5.「吸血鬼VS狼男」という構図も、圧倒的に美しく強い女ヒーローという要素も、もはや「ベタだ」と言えてしまうほど、ありふれたアクション映画の“ジャンル”である。
しかし、この映画のシリーズには、他を寄せつけない唯一無二のポイントがある。
それは、「闇の美しさ」である。
タイトルが示すとおり、この映画はほぼ全編通して“闇”の中で繰り広げられる。主人公が吸血鬼なのだから仕方がない。
闇を描き連ねるあまり、ただただ画面が“真っ暗”になってしまっている駄作は多々ある。

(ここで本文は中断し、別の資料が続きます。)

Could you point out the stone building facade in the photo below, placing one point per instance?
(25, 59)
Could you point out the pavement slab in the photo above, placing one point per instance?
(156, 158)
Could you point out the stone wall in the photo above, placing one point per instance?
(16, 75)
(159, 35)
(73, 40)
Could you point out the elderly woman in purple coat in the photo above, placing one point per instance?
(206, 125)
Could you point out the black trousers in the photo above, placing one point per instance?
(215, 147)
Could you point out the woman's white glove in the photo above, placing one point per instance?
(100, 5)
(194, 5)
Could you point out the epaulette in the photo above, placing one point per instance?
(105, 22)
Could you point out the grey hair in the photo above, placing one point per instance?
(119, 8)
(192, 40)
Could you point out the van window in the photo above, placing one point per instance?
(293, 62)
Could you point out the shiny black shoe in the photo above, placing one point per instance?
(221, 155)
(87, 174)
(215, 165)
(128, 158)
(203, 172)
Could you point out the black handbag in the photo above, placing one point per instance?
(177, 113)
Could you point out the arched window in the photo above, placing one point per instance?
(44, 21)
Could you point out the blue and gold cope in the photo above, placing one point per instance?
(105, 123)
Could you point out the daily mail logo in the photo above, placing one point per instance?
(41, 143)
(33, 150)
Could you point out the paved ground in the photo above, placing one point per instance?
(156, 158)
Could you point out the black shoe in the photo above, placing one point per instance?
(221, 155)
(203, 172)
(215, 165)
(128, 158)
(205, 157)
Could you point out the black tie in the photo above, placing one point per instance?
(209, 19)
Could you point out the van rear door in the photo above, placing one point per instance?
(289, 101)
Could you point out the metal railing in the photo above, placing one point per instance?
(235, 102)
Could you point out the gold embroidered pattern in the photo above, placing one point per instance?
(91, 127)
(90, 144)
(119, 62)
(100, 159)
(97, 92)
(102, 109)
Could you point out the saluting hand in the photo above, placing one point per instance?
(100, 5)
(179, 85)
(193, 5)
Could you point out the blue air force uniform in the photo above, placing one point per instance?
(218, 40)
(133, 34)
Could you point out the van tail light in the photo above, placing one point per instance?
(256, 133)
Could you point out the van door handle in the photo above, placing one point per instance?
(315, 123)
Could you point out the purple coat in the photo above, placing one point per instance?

しかし、今作は、見事に闇の世界の美しさを革新的なほどの映像美で映し出す。
藤子・F・不二雄の短編漫画で、吸血鬼に支配された世界における暗闇の美しさと素晴らしさを描いた作品があるのだが、まさにそれを思い出した。
吸血鬼から見た闇の世界は、これほどまでに美しさに溢れているのか、と思わせる。
そして、その美しい闇の中に、前作から引き続きケイト・ベッキンセールのまさに透き通るような美しさが映える。(実はもうそれだけで、及第点)
ただ、往々にしてよくあることだが、前作の大ヒットによって、製作費が潤沢になり過ぎ映画全体がやや「大味」になってしまっていることは否めない。ストーリー自体も、前作ほどスマートではない。
しかしまあ、ヴァンパイアたちによる悪趣味なほどに美しい、文字通り“血で血を洗う”戦いには、充分に見応えがある。